Martes 24 de enero, 2017


Era mucho menos viejo de lo que aparentaba. Tal vez ese ojo muerto, lagañoso, le obsequiaba varias, muchas décadas más. Sin embargo, el ojo bueno le brillaba al recordar cuando él y su padre fueron al zócalo de la Ciudad de México. Entonces, él era un niño, y cargaba su alcancía; iba a donar sus ahorros, todos, para que el presidente Lázaro Cárdenas expropiara el petróleo. “Éramos miles de personas”, me relató. “Muchísimos niños, como yo, con sus alcancías. Peones que llevaban su jornada, sabiendo que ese día su familia no iba a tener para comer. Enfermeras, policías, albañiles, abogados, arquitectos, electricistas… Todos ellos aportando su dinero, mucho o poco, apoyando al gobierno”.

Esto sucedió el 23 de marzo de 1938. Según crónicas periodísticas de entonces, una gran concentración se dio cita en el zócalo capitalino; algunas reportan que se juntaron más de 100 mil personas. Periodistas, locutores de radio, informadores, todos, dejaron constancia de tal alegría y contento que se manifestaba en todo el país: “Una ola de patriotismo y de júbilo congregó a multitudes que en toda la nación apoyaron el gesto de su gobierno”, se leía. Esta colecta se repitió en otros lugares del país; por ejemplo, en Toluca, donde el niño Martín Silva, según el recibo 0011705, contribuyó con la cantidad de $0.05 (cinco centavos) para “el pago de la deuda del petróleo para consolidar la independencia de México”. El documento está fechado en la capital del Estado de México el 26 de abril de 1938.
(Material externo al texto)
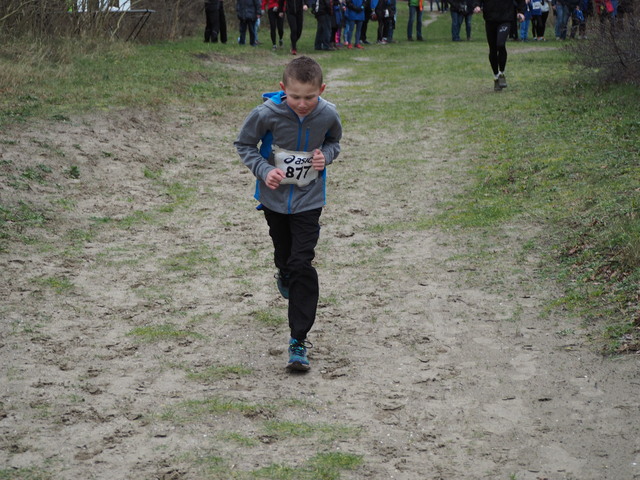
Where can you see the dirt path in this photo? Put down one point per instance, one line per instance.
(142, 335)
La gente no sólo contribuyó con dinero: gallinas, joyas, cuadros incluso. Miles de mexicanos le entregaron al gobierno sus objetos más valiosos. Estos actos de generosidad y patriotismo no resolvieron ni por mucho el endeudamiento, pero fueron un acto tangible de absoluto apoyo a la decisión presidencial.

En sus horas más bajas, el presidente Enrique Peña Nieto se encuentra ante su mayor reto: negociar con su homólogo estadunidense, Donald Trump, la nueva relación que regirá, en esta era incierta, a nuestros países. En el mensaje que dio ayer, a las once de la mañana, Peña Nieto no lanzó las coordenadas que esperábamos sino que siguió mareando la perdiz, arropado por esa misma comparsa devaluada en la que se ha parapetado. De nuevo, las palabras del aprendiz Luis Videgaray sonaron huecas, sin sustento. Se perdió otra vez la oportunidad de enderezar el rumbo, de desempolvar el sentimiento patriótico ante ese formidable extraño enemigo en el que se ha convertido Trump, cuyas suelas pisan —y pisotean—, profanando nuestro suelo y dignidad.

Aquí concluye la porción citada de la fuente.